De Palm Tours was a major sponsor of the festivities, giving back to the hospitality community and CMB donated the funds for two scholarships, with a commitment for next year as well.
The foreplay leading to the event was orchestrated by legendary Vanessa, from AHATA, with cute video clips published on social media introducing the 36 nominees in five categories. That was well done too.

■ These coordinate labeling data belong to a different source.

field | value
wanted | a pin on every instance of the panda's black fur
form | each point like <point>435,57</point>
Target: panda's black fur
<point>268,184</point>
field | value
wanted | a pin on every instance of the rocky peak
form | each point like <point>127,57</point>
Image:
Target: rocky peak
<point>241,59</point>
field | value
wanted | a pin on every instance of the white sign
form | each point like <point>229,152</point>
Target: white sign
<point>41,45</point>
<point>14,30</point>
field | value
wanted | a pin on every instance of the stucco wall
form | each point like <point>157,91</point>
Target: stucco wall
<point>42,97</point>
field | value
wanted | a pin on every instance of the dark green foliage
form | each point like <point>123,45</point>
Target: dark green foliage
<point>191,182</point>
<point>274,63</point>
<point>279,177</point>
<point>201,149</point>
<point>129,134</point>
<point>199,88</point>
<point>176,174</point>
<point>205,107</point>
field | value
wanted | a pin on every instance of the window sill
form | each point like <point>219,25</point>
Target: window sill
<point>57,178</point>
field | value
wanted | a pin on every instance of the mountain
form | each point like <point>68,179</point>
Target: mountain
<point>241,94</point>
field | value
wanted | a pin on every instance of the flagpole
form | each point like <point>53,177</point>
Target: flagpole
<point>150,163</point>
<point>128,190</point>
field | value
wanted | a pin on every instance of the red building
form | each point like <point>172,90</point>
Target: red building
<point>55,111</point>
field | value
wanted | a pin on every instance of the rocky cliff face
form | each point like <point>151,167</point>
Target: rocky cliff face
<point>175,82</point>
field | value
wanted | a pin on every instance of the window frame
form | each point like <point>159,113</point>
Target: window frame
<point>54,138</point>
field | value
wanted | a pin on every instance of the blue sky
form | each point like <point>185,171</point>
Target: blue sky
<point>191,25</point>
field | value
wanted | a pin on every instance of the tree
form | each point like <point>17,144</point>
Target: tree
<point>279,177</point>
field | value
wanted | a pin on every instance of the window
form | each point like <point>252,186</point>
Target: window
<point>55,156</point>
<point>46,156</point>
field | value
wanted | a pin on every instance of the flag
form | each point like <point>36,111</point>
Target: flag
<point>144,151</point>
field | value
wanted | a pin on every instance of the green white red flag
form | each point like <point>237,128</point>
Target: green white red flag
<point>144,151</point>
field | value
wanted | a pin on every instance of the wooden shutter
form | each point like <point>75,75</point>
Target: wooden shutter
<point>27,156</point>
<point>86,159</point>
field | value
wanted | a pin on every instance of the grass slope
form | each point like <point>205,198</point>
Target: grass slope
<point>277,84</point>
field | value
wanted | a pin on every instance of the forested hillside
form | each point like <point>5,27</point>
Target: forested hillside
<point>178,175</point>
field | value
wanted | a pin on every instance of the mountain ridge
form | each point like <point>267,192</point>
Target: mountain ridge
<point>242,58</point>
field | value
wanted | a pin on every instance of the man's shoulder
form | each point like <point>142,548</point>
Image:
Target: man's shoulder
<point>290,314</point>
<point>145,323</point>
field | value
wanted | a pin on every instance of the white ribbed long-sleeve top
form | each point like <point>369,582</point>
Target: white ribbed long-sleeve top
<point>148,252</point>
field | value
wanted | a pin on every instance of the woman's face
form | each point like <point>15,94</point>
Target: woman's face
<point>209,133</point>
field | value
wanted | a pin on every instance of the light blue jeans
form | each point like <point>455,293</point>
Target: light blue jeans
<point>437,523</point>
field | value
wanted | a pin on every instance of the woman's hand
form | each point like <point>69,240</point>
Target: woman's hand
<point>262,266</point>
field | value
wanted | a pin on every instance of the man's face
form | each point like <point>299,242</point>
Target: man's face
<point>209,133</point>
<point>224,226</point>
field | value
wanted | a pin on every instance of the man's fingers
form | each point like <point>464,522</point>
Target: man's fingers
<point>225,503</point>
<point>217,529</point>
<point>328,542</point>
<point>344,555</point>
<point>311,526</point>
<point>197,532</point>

Our new MinTour graced the event with his presence. He said he couldn’t stay away, he had to attend. Of course. I gave him my card and he apologized his aren’t done yet. Apparently he inherited the office of Richard Arends, who left it in good shape and was kind to the incoming team, in glaring contrast to MOST other outgoing ministers who shredded all paperwork and emptied their spaces, carting away computers, chairs and printers. Literally cleaning up. MinTour brought his home printer to work, during that first week of transition. We agreed we will continue to talk and I told him about my 100 honeymoon days with him; he promised to make me happy for the next four years.
Back to the party. We had a wonderful time dancing and socializing.
#nowomen = There were no women finalists, five men won, in five categories, Employee of the Year, Supervisor of the Year, Manager of the Year, Young Tourism Professional of the Year, and LifeTime Achievement Award – #nowomen, though they represented 31% of the nominees. They did not shine?! Incidentally, the judges’ panel of three, included one woman, 33%.
#lowoncontent #rushed = We would have loved to see the full version of the nomination video of the five winners so that we understand why they won, and what makes them a role model. Please show some video next year, and add the nominee/winner’s resort and position to slides.